Authority is about despair
“In the classical hierarchy, leaders could act as authorities and sometimes believed in it themselves. I don’t think that’s true. I think that the inside of authority in these times is much more about despair, having a conversation with yourself, and daring to name it.
“I sometimes run with a coach. He told me that he is accused of not being tough enough against his athletes. “But that’s a misconception,” he said. ‘The idea is that you are connected to the struggle of that athlete and only if that athlete dares to share his struggle can you coach him to his destination.’

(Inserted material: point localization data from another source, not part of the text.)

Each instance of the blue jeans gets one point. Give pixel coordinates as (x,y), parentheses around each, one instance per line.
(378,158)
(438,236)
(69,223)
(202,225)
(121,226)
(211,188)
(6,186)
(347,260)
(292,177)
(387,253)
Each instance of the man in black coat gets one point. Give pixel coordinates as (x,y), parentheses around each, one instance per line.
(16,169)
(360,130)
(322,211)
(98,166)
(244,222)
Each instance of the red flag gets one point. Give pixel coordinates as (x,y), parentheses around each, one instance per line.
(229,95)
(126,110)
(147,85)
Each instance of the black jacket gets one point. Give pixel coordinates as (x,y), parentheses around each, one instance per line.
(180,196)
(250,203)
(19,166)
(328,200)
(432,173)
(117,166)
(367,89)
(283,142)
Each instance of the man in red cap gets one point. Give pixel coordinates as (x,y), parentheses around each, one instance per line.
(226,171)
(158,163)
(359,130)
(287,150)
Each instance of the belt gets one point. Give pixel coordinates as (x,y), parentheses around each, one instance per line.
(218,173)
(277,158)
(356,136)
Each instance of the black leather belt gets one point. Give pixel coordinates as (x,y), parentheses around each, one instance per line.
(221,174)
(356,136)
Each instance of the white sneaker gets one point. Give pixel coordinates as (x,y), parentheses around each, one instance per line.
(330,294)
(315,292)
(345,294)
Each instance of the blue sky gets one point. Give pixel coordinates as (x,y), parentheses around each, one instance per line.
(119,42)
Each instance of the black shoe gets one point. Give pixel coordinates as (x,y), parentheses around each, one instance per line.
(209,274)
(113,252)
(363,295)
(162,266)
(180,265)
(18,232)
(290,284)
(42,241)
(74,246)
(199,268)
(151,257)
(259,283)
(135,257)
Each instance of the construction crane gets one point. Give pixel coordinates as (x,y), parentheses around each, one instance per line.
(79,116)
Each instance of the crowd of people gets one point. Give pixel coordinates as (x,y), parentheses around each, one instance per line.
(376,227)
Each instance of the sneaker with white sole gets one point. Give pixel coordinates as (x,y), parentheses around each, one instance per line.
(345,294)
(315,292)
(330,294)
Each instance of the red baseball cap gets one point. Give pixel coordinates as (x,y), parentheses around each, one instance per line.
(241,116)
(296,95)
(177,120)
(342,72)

“In the new version of authority, authenticity is more important than rank, hierarchy, and education. For me, authenticity means that your actions are in line with what you think and say and that people recognize that. I hope that this will be recognized as a model for leadership. I think that a growing group of CEOs has that deepest motivation as I just described, and I hope that that authenticity is given space, and also appreciation. If we recognize and encourage it more, it will be easier.”
¨Barber must hang¨
“That is difficult in our current Dutch culture. We place high demands on reputation, and that is also vulnerable. Nowadays it quickly becomes: ‘barber has to hang’. A customer with an unpleasant experience can just project it onto me and that can cause me a lot of trouble.
“The only tool I have then is connecting personally and starting the conversation. That is why I want to take the test with all the choices we make: can I explain what we have just done on the street to a random passer-by, man, woman, child? Authenticity also means to me that I am approachable for everything.
“In the first two years I worked for the bank, I thought I had to work actively to correct the bank’s reputation. I no longer believe that you can actively influence something like that. You just have to do what you think is the best you can do.
You have to earn trust and you also have to be granted it. The Netherlands is a special country in this regard. The reputation of our bank here is considerably less than in other countries. But that booing actually has a positive side as well. I’ve learned to use it as a motivator to do well or even better, rather than make it something I worry about. Of course, it can be frustrating at times and you wish you could be recognized for what you do, but I think in this day and age with social media it’s kind of an illusion.
“When I ask myself what I could have done differently, I often think: I could have been even braver, could have gone further, acted even more deeply from my motivation. Then maybe I could have accomplished faster. So when I talk about the hope that the next generation has that in them, I’m actually talking about what I would like to achieve myself. So it is also a personal encouragement.”